I see no emms in either ff_clear_blocks_mmx() or anywhere in
vc1_block.c, so either nobody tried this decoder on machines without
sse, or it's a non issue.

Keep in mind AV_ZERO* will choose to use mmx or not at compile time, not
runtime. So an x86_32 build with -msse (but not -msse2) for example
would use it, regardless of it being run on a PIII or a Haswell.
Carl Eugen Hoyos May 20, 2018, 7:54 a.m. UTC | #5
2018-05-20 3:45 GMT+02:00, James Almer <jamrial@gmail.com>:

> I see no emms in either ff_clear_blocks_mmx() or anywhere in
> vc1_block.c, so either nobody tried this decoder on machines
> without sse

I do have access to an SSE-only system, I doubt FFmpeg was
used or tested on MMX-only systems in a very, very long time.

musl doesn't work regardless of this particular possible issue,
so it cannot be used to test it.

Carl Eugen
Jerome Borsboom May 20, 2018, 9:05 a.m. UTC | #6
>> Direct prediction for interlace frame B pictures references the mv in the
>> second block in an MB in the backward reference frame for the twomv case.
>> When the backward reference frame is an I frame, this value may be unset.
>> 
>> Signed-off-by: Jerome Borsboom <jerome.borsboom at carpalis.nl>
>> ---
>>  libavcodec/vc1_block.c | 6 ++++--
>>  1 file changed, 4 insertions(+), 2 deletions(-)
>> 
>> diff --git a/libavcodec/vc1_block.c b/libavcodec/vc1_block.c
>> index 74935ec9e9..9c170a1e3c 100644
>> --- a/libavcodec/vc1_block.c
>> +++ b/libavcodec/vc1_block.c
>> @@ -2678,8 +2678,10 @@ static void vc1_decode_i_blocks_adv(VC1Context *v)
>>              s->bdsp.clear_blocks(block[0]);
>>              mb_pos = s->mb_x + s->mb_y * s->mb_stride;
>>              s->current_picture.mb_type[mb_pos + v->mb_off]                         = MB_TYPE_INTRA;
>> -            s->current_picture.motion_val[1][s->block_index[0] + v->blocks_off][0] = 0;
>> -            s->current_picture.motion_val[1][s->block_index[0] + v->blocks_off][1] = 0;
>> +            for (int i = 0; i < 4; i++) {
>> +                s->current_picture.motion_val[1][s->block_index[i] + v->blocks_off][0] = 0;
>> +                s->current_picture.motion_val[1][s->block_index[i] + v->blocks_off][1] = 0;
>> +            }
> 
> see AV_ZERO*

This style of setting motion_val to zero is used all over the VC-1
decoder. vc1_decode_p_mb_intfr uses the exact same code.
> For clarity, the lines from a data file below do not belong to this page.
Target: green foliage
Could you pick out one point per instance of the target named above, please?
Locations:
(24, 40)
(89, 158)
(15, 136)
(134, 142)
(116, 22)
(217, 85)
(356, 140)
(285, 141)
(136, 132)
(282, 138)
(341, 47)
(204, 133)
Changing to
AV_ZERO may certainly a good point for improvement, however, for the
sake of consistency the proposed code might be preferable.

Regards,
Jerome
Carl Eugen Hoyos May 28, 2018, 9:52 p.m. UTC | #7
2018-05-20 11:05 GMT+02:00, Jerome Borsboom <jerome.borsboom@carpalis.nl>:
>>> Direct prediction for interlace frame B pictures references the mv in the
>>> second block in an MB in the backward reference frame for the twomv case.
>>> When the backward reference frame is an I frame, this value may be unset.
>>>
>>> Signed-off-by: Jerome Borsboom <jerome.borsboom at carpalis.nl>
>>> ---
>>>  libavcodec/vc1_block.c | 6 ++++--
>>>  1 file changed, 4 insertions(+), 2 deletions(-)
>>>
>>> diff --git a/libavcodec/vc1_block.c b/libavcodec/vc1_block.c
>>> index 74935ec9e9..9c170a1e3c 100644
>>> --- a/libavcodec/vc1_block.c
>>> +++ b/libavcodec/vc1_block.c
>>> @@ -2678,8 +2678,10 @@ static void vc1_decode_i_blocks_adv(VC1Context *v)
>>>              s->bdsp.clear_blocks(block[0]);
>>>              mb_pos = s->mb_x + s->mb_y * s->mb_stride;
>>>              s->current_picture.mb_type[mb_pos + v->mb_off]
>>>           = MB_TYPE_INTRA;
>>> -            s->current_picture.motion_val[1][s->block_index[0] +
>>> v->blocks_off][0] = 0;
>>> -            s->current_picture.motion_val[1][s->block_index[0] +
>>> v->blocks_off][1] = 0;
>>> +            for (int i = 0; i < 4; i++) {
>>> +                s->current_picture.motion_val[1][s->block_index[i] +
>>> v->blocks_off][0] = 0;
>>> +                s->current_picture.motion_val[1][s->block_index[i] +
>>> v->blocks_off][1] = 0;
>>> +            }
>>
>> see AV_ZERO*
>
> This style of setting motion_val to zero is used all over the VC-1
> decoder. vc1_decode_p_mb_intfr uses the exact same code. Changing to
> AV_ZERO may certainly a good point for improvement, however, for the
> sake of consistency the proposed code might be preferable.

Patch applied.

Thank you, Carl Eugen
diff mbox

Patch

diff --git a/libavcodec/vc1_block.c b/libavcodec/vc1_block.c
index 74935ec9e9..9c170a1e3c 100644
--- a/libavcodec/vc1_block.c
+++ b/libavcodec/vc1_block.c
@@ -2678,8 +2678,10 @@  static void vc1_decode_i_blocks_adv(VC1Context *v)
             s->bdsp.clear_blocks(block[0]);
             mb_pos = s->mb_x + s->mb_y * s->mb_stride;
             s->current_picture.mb_type[mb_pos + v->mb_off]                         = MB_TYPE_INTRA;
-            s->current_picture.motion_val[1][s->block_index[0] + v->blocks_off][0] = 0;
-            s->current_picture.motion_val[1][s->block_index[0] + v->blocks_off][1] = 0;
+            for (int i = 0; i < 4; i++) {
+                s->current_picture.motion_val[1][s->block_index[i] + v->blocks_off][0] = 0;
+                s->current_picture.motion_val[1][s->block_index[i] + v->blocks_off][1] = 0;
+            }
 
             // do actual MB decoding and displaying
             if (v->fcm == ILACE_FRAME && v->fieldtx_is_raw)